Don contempló el salón y sus ojos se posaron en la chimenea.
—¿Sabes encender un fuego?
El robot ladeó un poco la cabeza y, si podía decirse de las lentes de cristal de sus ojos que tenían la mirada perdida, las de Gunter la tuvieron un segundo.
—Ahora puedo —dijo.
—Magnífico. Tendremos que conseguir madera para el invierno.
—¿Te aburres si no tienes nada que hacer? —le preguntó Sarah.
—No —respondió el robot, y sonrió de nuevo con aquella sonrisa tranquilizadora—. Me conformo sólo con relajarme.
—Una costumbre admirable —dijo Sarah, mirando a Don—. Me pregunto cómo hemos podido sobrevivir sin uno de éstos.

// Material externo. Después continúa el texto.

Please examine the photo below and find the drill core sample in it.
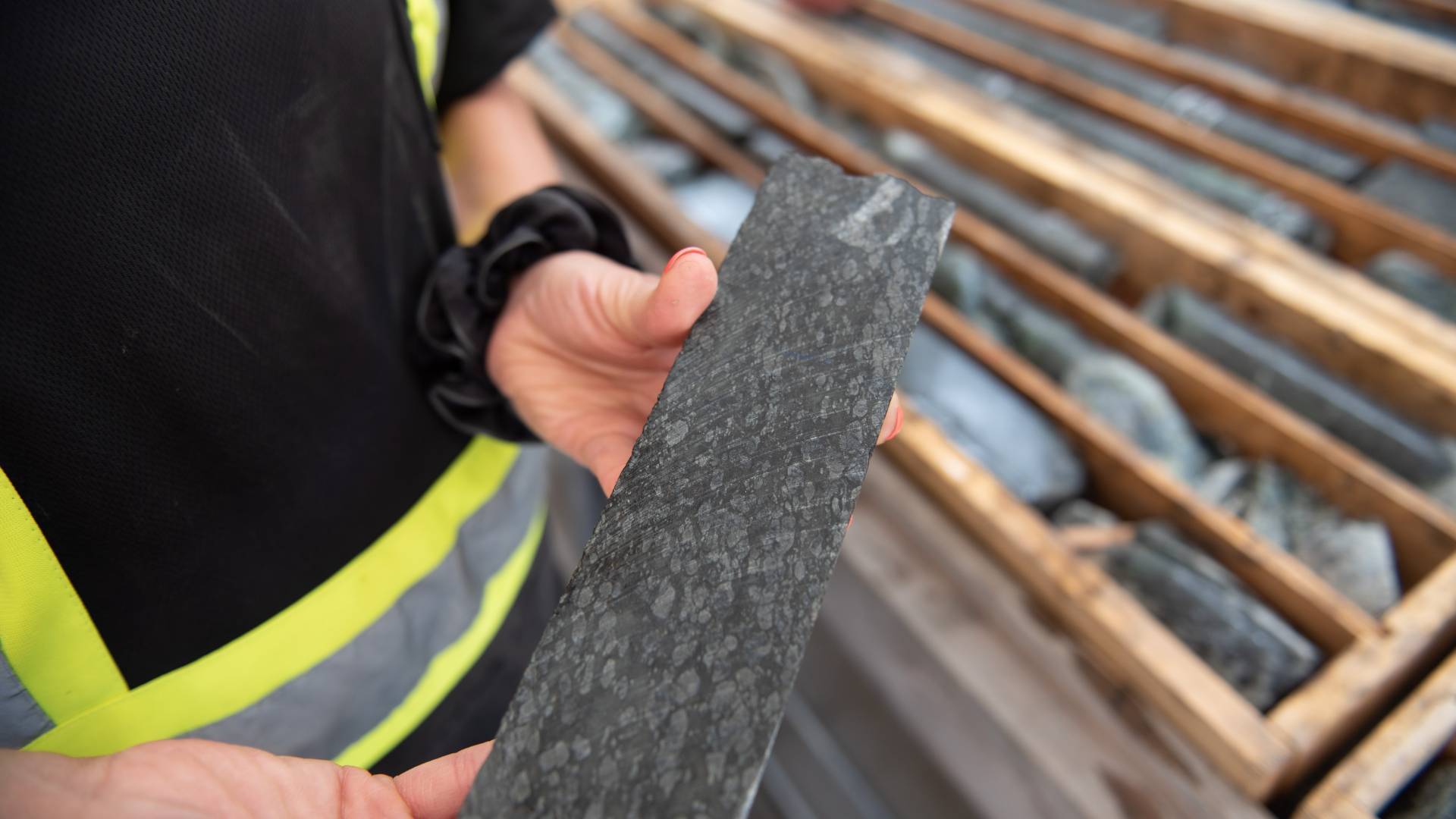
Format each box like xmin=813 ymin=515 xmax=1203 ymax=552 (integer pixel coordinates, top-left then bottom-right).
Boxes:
xmin=462 ymin=156 xmax=954 ymax=817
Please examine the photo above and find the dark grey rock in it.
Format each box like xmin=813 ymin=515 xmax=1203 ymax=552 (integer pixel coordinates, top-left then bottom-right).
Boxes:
xmin=1380 ymin=759 xmax=1456 ymax=819
xmin=1051 ymin=498 xmax=1122 ymax=526
xmin=900 ymin=325 xmax=1086 ymax=509
xmin=530 ymin=36 xmax=645 ymax=143
xmin=983 ymin=275 xmax=1102 ymax=381
xmin=1364 ymin=251 xmax=1456 ymax=322
xmin=1194 ymin=457 xmax=1250 ymax=506
xmin=1063 ymin=353 xmax=1209 ymax=482
xmin=673 ymin=171 xmax=755 ymax=242
xmin=462 ymin=158 xmax=952 ymax=819
xmin=644 ymin=3 xmax=734 ymax=61
xmin=1358 ymin=158 xmax=1456 ymax=233
xmin=1239 ymin=460 xmax=1292 ymax=548
xmin=1141 ymin=287 xmax=1451 ymax=482
xmin=883 ymin=130 xmax=1119 ymax=286
xmin=571 ymin=11 xmax=757 ymax=140
xmin=626 ymin=137 xmax=701 ymax=185
xmin=1200 ymin=459 xmax=1401 ymax=615
xmin=1423 ymin=438 xmax=1456 ymax=512
xmin=930 ymin=242 xmax=993 ymax=315
xmin=730 ymin=44 xmax=818 ymax=117
xmin=1100 ymin=522 xmax=1322 ymax=711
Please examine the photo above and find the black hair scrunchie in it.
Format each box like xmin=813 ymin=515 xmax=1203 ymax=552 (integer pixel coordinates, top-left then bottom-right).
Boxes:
xmin=415 ymin=185 xmax=636 ymax=441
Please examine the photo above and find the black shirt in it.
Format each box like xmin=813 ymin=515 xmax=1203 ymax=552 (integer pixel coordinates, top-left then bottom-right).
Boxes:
xmin=0 ymin=0 xmax=552 ymax=714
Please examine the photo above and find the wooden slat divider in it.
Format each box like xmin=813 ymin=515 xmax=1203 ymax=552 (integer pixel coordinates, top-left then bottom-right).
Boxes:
xmin=885 ymin=410 xmax=1290 ymax=800
xmin=507 ymin=61 xmax=728 ymax=264
xmin=1144 ymin=0 xmax=1456 ymax=121
xmin=959 ymin=0 xmax=1456 ymax=177
xmin=513 ymin=17 xmax=1456 ymax=800
xmin=667 ymin=0 xmax=1456 ymax=433
xmin=859 ymin=0 xmax=1456 ymax=275
xmin=562 ymin=6 xmax=1377 ymax=644
xmin=1294 ymin=654 xmax=1456 ymax=819
xmin=604 ymin=6 xmax=1456 ymax=580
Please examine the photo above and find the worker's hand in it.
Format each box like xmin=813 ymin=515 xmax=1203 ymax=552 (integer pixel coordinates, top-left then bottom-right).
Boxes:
xmin=0 ymin=739 xmax=491 ymax=819
xmin=486 ymin=248 xmax=902 ymax=494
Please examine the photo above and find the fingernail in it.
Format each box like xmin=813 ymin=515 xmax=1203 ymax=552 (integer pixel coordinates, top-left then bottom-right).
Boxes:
xmin=885 ymin=406 xmax=905 ymax=443
xmin=663 ymin=248 xmax=708 ymax=274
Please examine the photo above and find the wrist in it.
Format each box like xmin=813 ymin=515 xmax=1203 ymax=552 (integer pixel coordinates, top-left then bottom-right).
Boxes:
xmin=416 ymin=185 xmax=635 ymax=440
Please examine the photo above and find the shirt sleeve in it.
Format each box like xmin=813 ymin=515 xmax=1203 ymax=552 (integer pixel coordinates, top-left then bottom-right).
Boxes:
xmin=435 ymin=0 xmax=556 ymax=114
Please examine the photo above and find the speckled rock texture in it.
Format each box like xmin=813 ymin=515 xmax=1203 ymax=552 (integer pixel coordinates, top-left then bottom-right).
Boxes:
xmin=462 ymin=156 xmax=952 ymax=819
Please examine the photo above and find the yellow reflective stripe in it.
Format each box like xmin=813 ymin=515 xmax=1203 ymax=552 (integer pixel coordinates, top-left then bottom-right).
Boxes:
xmin=27 ymin=438 xmax=519 ymax=756
xmin=334 ymin=512 xmax=546 ymax=768
xmin=0 ymin=469 xmax=127 ymax=724
xmin=405 ymin=0 xmax=440 ymax=105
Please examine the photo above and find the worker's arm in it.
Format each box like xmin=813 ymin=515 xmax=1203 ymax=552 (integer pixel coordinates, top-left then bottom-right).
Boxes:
xmin=440 ymin=79 xmax=560 ymax=245
xmin=441 ymin=80 xmax=900 ymax=493
xmin=0 ymin=739 xmax=491 ymax=819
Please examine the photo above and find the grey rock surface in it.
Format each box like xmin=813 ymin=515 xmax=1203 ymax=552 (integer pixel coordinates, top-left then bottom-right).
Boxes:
xmin=626 ymin=137 xmax=701 ymax=185
xmin=1421 ymin=118 xmax=1456 ymax=150
xmin=571 ymin=11 xmax=757 ymax=140
xmin=1063 ymin=353 xmax=1209 ymax=482
xmin=744 ymin=128 xmax=795 ymax=165
xmin=1364 ymin=251 xmax=1456 ymax=322
xmin=1380 ymin=759 xmax=1456 ymax=819
xmin=1192 ymin=457 xmax=1250 ymax=506
xmin=856 ymin=22 xmax=1332 ymax=244
xmin=930 ymin=242 xmax=994 ymax=315
xmin=1198 ymin=459 xmax=1401 ymax=615
xmin=673 ymin=171 xmax=755 ymax=242
xmin=1421 ymin=438 xmax=1456 ymax=512
xmin=462 ymin=156 xmax=952 ymax=819
xmin=1141 ymin=287 xmax=1451 ymax=482
xmin=730 ymin=44 xmax=818 ymax=117
xmin=900 ymin=325 xmax=1086 ymax=509
xmin=983 ymin=275 xmax=1102 ymax=381
xmin=530 ymin=36 xmax=645 ymax=141
xmin=883 ymin=130 xmax=1119 ymax=279
xmin=879 ymin=0 xmax=1369 ymax=182
xmin=1051 ymin=498 xmax=1121 ymax=526
xmin=1357 ymin=158 xmax=1456 ymax=233
xmin=1100 ymin=522 xmax=1322 ymax=711
xmin=1050 ymin=0 xmax=1168 ymax=39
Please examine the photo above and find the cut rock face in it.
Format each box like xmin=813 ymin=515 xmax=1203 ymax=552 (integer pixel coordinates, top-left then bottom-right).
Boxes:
xmin=900 ymin=326 xmax=1086 ymax=507
xmin=1100 ymin=523 xmax=1322 ymax=711
xmin=460 ymin=156 xmax=954 ymax=819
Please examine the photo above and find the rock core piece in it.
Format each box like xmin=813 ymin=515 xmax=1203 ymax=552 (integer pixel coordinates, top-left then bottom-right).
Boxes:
xmin=462 ymin=156 xmax=954 ymax=819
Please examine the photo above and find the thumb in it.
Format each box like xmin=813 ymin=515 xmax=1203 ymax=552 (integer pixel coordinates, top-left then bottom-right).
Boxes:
xmin=394 ymin=742 xmax=495 ymax=819
xmin=633 ymin=248 xmax=718 ymax=347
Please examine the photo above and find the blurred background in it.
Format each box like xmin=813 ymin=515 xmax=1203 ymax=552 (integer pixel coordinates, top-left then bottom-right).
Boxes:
xmin=529 ymin=0 xmax=1456 ymax=819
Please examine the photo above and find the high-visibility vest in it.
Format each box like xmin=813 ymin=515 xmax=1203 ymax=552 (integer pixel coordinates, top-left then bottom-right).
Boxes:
xmin=0 ymin=438 xmax=544 ymax=767
xmin=0 ymin=0 xmax=544 ymax=767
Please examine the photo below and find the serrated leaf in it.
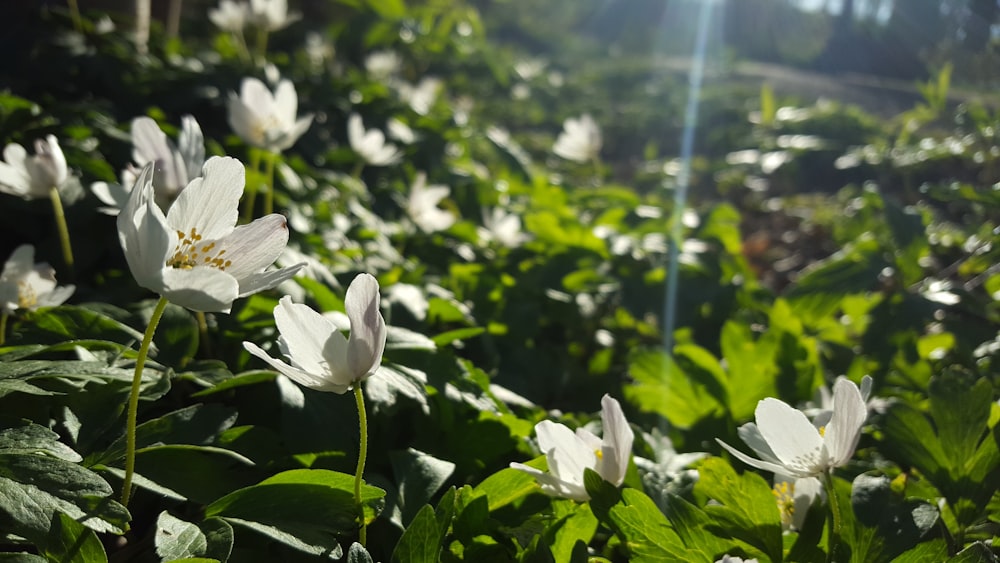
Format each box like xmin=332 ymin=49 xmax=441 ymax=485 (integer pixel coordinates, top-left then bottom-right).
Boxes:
xmin=153 ymin=510 xmax=208 ymax=561
xmin=392 ymin=505 xmax=444 ymax=563
xmin=41 ymin=512 xmax=108 ymax=563
xmin=0 ymin=454 xmax=130 ymax=542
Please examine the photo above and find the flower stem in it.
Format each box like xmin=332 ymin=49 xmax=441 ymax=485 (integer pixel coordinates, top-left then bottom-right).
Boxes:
xmin=69 ymin=0 xmax=83 ymax=33
xmin=823 ymin=473 xmax=840 ymax=563
xmin=49 ymin=186 xmax=74 ymax=279
xmin=194 ymin=311 xmax=212 ymax=358
xmin=264 ymin=152 xmax=278 ymax=215
xmin=354 ymin=381 xmax=368 ymax=547
xmin=122 ymin=297 xmax=167 ymax=506
xmin=243 ymin=149 xmax=260 ymax=223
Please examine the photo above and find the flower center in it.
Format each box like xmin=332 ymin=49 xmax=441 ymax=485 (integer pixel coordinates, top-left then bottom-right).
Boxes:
xmin=17 ymin=281 xmax=38 ymax=309
xmin=167 ymin=228 xmax=233 ymax=270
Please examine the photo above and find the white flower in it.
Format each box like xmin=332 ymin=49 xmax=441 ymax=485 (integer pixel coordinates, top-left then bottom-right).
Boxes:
xmin=479 ymin=207 xmax=528 ymax=248
xmin=552 ymin=113 xmax=601 ymax=162
xmin=250 ymin=0 xmax=299 ymax=31
xmin=716 ymin=379 xmax=868 ymax=477
xmin=365 ymin=51 xmax=403 ymax=82
xmin=90 ymin=115 xmax=205 ymax=215
xmin=208 ymin=0 xmax=250 ymax=33
xmin=229 ymin=77 xmax=313 ymax=152
xmin=243 ymin=274 xmax=386 ymax=393
xmin=0 ymin=135 xmax=69 ymax=199
xmin=0 ymin=244 xmax=75 ymax=315
xmin=406 ymin=172 xmax=455 ymax=233
xmin=772 ymin=474 xmax=823 ymax=530
xmin=347 ymin=113 xmax=402 ymax=166
xmin=118 ymin=157 xmax=302 ymax=312
xmin=510 ymin=395 xmax=635 ymax=501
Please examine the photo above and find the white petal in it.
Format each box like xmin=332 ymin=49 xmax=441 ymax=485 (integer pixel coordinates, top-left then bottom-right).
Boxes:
xmin=162 ymin=266 xmax=239 ymax=313
xmin=167 ymin=156 xmax=246 ymax=240
xmin=344 ymin=274 xmax=386 ymax=379
xmin=243 ymin=341 xmax=349 ymax=394
xmin=212 ymin=213 xmax=288 ymax=280
xmin=825 ymin=379 xmax=868 ymax=467
xmin=601 ymin=395 xmax=635 ymax=486
xmin=754 ymin=397 xmax=829 ymax=472
xmin=274 ymin=295 xmax=346 ymax=374
xmin=715 ymin=438 xmax=812 ymax=477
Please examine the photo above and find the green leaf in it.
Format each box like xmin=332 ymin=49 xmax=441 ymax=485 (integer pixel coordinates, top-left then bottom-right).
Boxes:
xmin=473 ymin=464 xmax=545 ymax=512
xmin=0 ymin=454 xmax=130 ymax=543
xmin=41 ymin=512 xmax=108 ymax=563
xmin=608 ymin=489 xmax=692 ymax=562
xmin=625 ymin=349 xmax=723 ymax=428
xmin=347 ymin=542 xmax=373 ymax=563
xmin=153 ymin=510 xmax=208 ymax=561
xmin=392 ymin=505 xmax=444 ymax=563
xmin=0 ymin=420 xmax=83 ymax=461
xmin=205 ymin=469 xmax=385 ymax=553
xmin=695 ymin=457 xmax=783 ymax=561
xmin=94 ymin=404 xmax=237 ymax=464
xmin=389 ymin=448 xmax=455 ymax=528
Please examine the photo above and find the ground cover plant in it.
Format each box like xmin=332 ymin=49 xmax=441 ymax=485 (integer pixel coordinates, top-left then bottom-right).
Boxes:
xmin=0 ymin=0 xmax=1000 ymax=563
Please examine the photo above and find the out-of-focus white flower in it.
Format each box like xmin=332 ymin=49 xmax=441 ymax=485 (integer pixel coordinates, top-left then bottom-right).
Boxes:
xmin=243 ymin=274 xmax=387 ymax=394
xmin=0 ymin=244 xmax=76 ymax=315
xmin=552 ymin=113 xmax=602 ymax=162
xmin=772 ymin=474 xmax=823 ymax=530
xmin=118 ymin=157 xmax=303 ymax=313
xmin=90 ymin=115 xmax=205 ymax=215
xmin=249 ymin=0 xmax=300 ymax=31
xmin=208 ymin=0 xmax=250 ymax=33
xmin=347 ymin=113 xmax=403 ymax=166
xmin=229 ymin=77 xmax=313 ymax=152
xmin=478 ymin=207 xmax=529 ymax=248
xmin=365 ymin=51 xmax=403 ymax=82
xmin=0 ymin=135 xmax=69 ymax=199
xmin=716 ymin=379 xmax=868 ymax=478
xmin=397 ymin=77 xmax=443 ymax=115
xmin=406 ymin=172 xmax=455 ymax=233
xmin=510 ymin=395 xmax=635 ymax=501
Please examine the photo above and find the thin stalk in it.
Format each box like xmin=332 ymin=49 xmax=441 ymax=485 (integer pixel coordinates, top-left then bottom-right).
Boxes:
xmin=354 ymin=381 xmax=368 ymax=547
xmin=49 ymin=186 xmax=75 ymax=279
xmin=194 ymin=311 xmax=212 ymax=358
xmin=823 ymin=473 xmax=840 ymax=563
xmin=69 ymin=0 xmax=83 ymax=33
xmin=243 ymin=149 xmax=260 ymax=223
xmin=122 ymin=297 xmax=167 ymax=506
xmin=264 ymin=151 xmax=278 ymax=215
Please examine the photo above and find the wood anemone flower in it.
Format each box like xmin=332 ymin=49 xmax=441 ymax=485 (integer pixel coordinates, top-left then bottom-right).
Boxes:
xmin=118 ymin=157 xmax=304 ymax=313
xmin=243 ymin=274 xmax=387 ymax=394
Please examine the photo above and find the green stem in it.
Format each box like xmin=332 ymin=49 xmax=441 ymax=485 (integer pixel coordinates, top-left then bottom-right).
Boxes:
xmin=264 ymin=152 xmax=278 ymax=215
xmin=250 ymin=26 xmax=267 ymax=66
xmin=194 ymin=311 xmax=212 ymax=358
xmin=243 ymin=148 xmax=260 ymax=223
xmin=823 ymin=472 xmax=840 ymax=563
xmin=354 ymin=381 xmax=368 ymax=547
xmin=49 ymin=186 xmax=75 ymax=279
xmin=69 ymin=0 xmax=83 ymax=33
xmin=122 ymin=297 xmax=167 ymax=506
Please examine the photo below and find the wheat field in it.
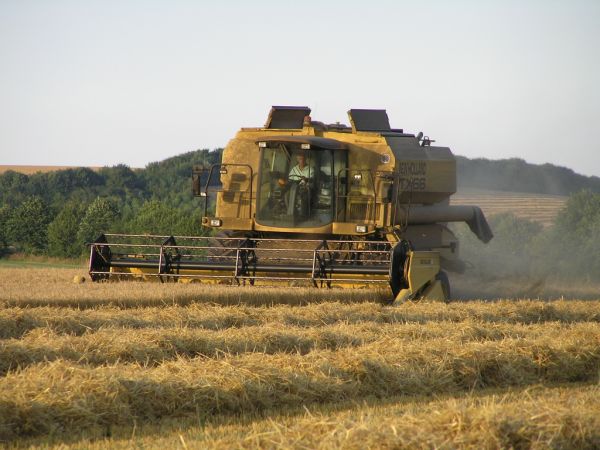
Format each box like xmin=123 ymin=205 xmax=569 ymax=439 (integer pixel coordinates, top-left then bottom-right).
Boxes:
xmin=450 ymin=189 xmax=568 ymax=227
xmin=0 ymin=267 xmax=600 ymax=449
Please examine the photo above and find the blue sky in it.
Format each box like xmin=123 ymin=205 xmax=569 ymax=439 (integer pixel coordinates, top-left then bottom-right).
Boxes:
xmin=0 ymin=0 xmax=600 ymax=176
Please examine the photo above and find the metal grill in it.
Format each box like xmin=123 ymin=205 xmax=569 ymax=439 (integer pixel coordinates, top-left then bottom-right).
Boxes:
xmin=89 ymin=234 xmax=392 ymax=287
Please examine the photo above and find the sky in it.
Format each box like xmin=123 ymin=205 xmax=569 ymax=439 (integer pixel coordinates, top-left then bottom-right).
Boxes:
xmin=0 ymin=0 xmax=600 ymax=176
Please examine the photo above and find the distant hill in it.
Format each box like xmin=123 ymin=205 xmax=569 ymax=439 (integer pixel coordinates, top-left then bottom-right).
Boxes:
xmin=0 ymin=149 xmax=600 ymax=212
xmin=456 ymin=156 xmax=600 ymax=195
xmin=450 ymin=188 xmax=568 ymax=227
xmin=0 ymin=164 xmax=101 ymax=175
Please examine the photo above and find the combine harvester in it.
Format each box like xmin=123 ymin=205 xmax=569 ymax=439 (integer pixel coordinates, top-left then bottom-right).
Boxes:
xmin=89 ymin=106 xmax=492 ymax=302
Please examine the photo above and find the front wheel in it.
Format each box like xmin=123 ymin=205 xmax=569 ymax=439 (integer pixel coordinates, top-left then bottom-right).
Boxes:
xmin=435 ymin=270 xmax=450 ymax=303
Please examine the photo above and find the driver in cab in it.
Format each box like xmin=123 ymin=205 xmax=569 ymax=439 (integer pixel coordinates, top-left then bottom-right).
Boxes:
xmin=288 ymin=153 xmax=314 ymax=183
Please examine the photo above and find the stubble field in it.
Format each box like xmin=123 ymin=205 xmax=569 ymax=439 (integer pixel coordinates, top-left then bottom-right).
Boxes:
xmin=0 ymin=267 xmax=600 ymax=448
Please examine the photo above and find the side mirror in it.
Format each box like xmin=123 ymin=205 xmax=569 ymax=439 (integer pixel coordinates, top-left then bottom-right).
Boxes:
xmin=192 ymin=166 xmax=207 ymax=197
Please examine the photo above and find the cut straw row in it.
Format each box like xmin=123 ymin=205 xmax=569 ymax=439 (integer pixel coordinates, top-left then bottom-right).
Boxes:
xmin=0 ymin=333 xmax=600 ymax=438
xmin=0 ymin=301 xmax=600 ymax=339
xmin=0 ymin=322 xmax=600 ymax=375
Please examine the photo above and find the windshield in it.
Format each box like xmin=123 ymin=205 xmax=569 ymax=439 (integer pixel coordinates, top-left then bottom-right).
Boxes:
xmin=256 ymin=144 xmax=334 ymax=227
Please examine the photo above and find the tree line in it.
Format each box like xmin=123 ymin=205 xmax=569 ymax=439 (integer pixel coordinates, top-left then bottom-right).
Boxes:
xmin=455 ymin=190 xmax=600 ymax=282
xmin=0 ymin=149 xmax=222 ymax=258
xmin=0 ymin=149 xmax=600 ymax=278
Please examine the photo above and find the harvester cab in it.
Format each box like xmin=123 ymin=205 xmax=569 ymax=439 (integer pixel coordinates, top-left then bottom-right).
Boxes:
xmin=90 ymin=106 xmax=492 ymax=302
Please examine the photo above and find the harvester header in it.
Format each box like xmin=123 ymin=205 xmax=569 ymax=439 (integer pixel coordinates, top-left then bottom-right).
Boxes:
xmin=90 ymin=106 xmax=492 ymax=301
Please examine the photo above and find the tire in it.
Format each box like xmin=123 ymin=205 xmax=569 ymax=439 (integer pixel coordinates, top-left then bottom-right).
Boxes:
xmin=435 ymin=270 xmax=451 ymax=303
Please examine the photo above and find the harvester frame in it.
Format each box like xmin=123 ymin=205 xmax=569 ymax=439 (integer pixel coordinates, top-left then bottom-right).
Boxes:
xmin=89 ymin=107 xmax=492 ymax=302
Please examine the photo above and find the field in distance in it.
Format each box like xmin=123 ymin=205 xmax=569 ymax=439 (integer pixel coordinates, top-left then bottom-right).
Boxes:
xmin=450 ymin=189 xmax=568 ymax=227
xmin=0 ymin=267 xmax=600 ymax=449
xmin=0 ymin=164 xmax=101 ymax=175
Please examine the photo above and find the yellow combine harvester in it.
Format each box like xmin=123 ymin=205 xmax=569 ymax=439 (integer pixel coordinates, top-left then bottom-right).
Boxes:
xmin=89 ymin=106 xmax=492 ymax=301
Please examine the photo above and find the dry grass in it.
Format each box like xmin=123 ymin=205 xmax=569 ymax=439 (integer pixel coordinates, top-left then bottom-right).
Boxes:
xmin=0 ymin=321 xmax=600 ymax=375
xmin=450 ymin=189 xmax=568 ymax=227
xmin=0 ymin=269 xmax=600 ymax=448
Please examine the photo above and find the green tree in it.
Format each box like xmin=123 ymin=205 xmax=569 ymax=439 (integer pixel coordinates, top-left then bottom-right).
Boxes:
xmin=125 ymin=200 xmax=202 ymax=236
xmin=48 ymin=202 xmax=86 ymax=258
xmin=538 ymin=190 xmax=600 ymax=280
xmin=77 ymin=197 xmax=119 ymax=245
xmin=0 ymin=205 xmax=12 ymax=256
xmin=6 ymin=196 xmax=51 ymax=254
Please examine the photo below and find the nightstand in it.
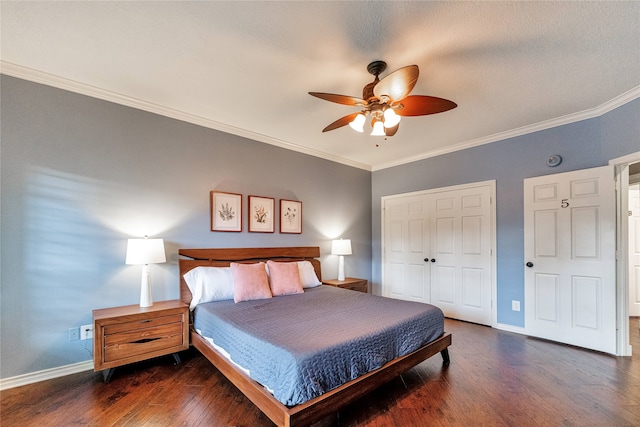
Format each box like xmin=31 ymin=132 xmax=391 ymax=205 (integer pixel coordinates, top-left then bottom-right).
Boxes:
xmin=322 ymin=277 xmax=369 ymax=293
xmin=93 ymin=300 xmax=189 ymax=382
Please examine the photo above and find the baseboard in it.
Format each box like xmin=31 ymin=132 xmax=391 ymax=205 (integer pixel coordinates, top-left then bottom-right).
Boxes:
xmin=493 ymin=323 xmax=527 ymax=335
xmin=0 ymin=360 xmax=93 ymax=391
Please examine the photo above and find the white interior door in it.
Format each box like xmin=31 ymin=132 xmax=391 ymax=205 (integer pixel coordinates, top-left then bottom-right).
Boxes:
xmin=524 ymin=166 xmax=616 ymax=354
xmin=382 ymin=182 xmax=495 ymax=325
xmin=629 ymin=184 xmax=640 ymax=316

A cada día que pasaba, Don se sentía más y más confuso. Le había pillado el tranquillo a la vida. ¡Maldición! Había comprendido sus ritmos, sus usos, y los había experimentado todos, por orden de aparición, y sobrevivido a cada uno de ellos.
Sabía que la juventud era para la formación, para la primera fase del desarrollo profesional, para explorar las relaciones sexuales.
La edad adulta había implicado el compromiso del matrimonio, criar hijos y consolidar el bienestar material conseguido.
Después vino la madurez, una época de reevaluación. Entonces había conseguido evitar la aventura amorosa y el coche deportivo; su crisis, precipitada por un leve ataque al corazón, le había animado a perder peso, y escuchar a muchas mujeres (y algunos hombres) decirle el buen aspecto que tenía, que estaba mejor a los cuarenta y cinco que a los treinta, le había ayudado a capear aquellos años sin necesidad de hacer nada más para demostrarse que todavía era atractivo.
Y, finalmente (o así debería haber sido) habían llegado los llamados años dorados: la jubilación, ser abuelo, tomarse las cosas con calma, una época de aceptación y reflexión, de compañía y paz, de ir poniendo fin a las cosas a medida que se acercaba el final.
Las etapas de la vida; las conocía y las comprendía: en conjunto un argumento, con sus predecibles y tópicos planteamiento, nudo y desenlace.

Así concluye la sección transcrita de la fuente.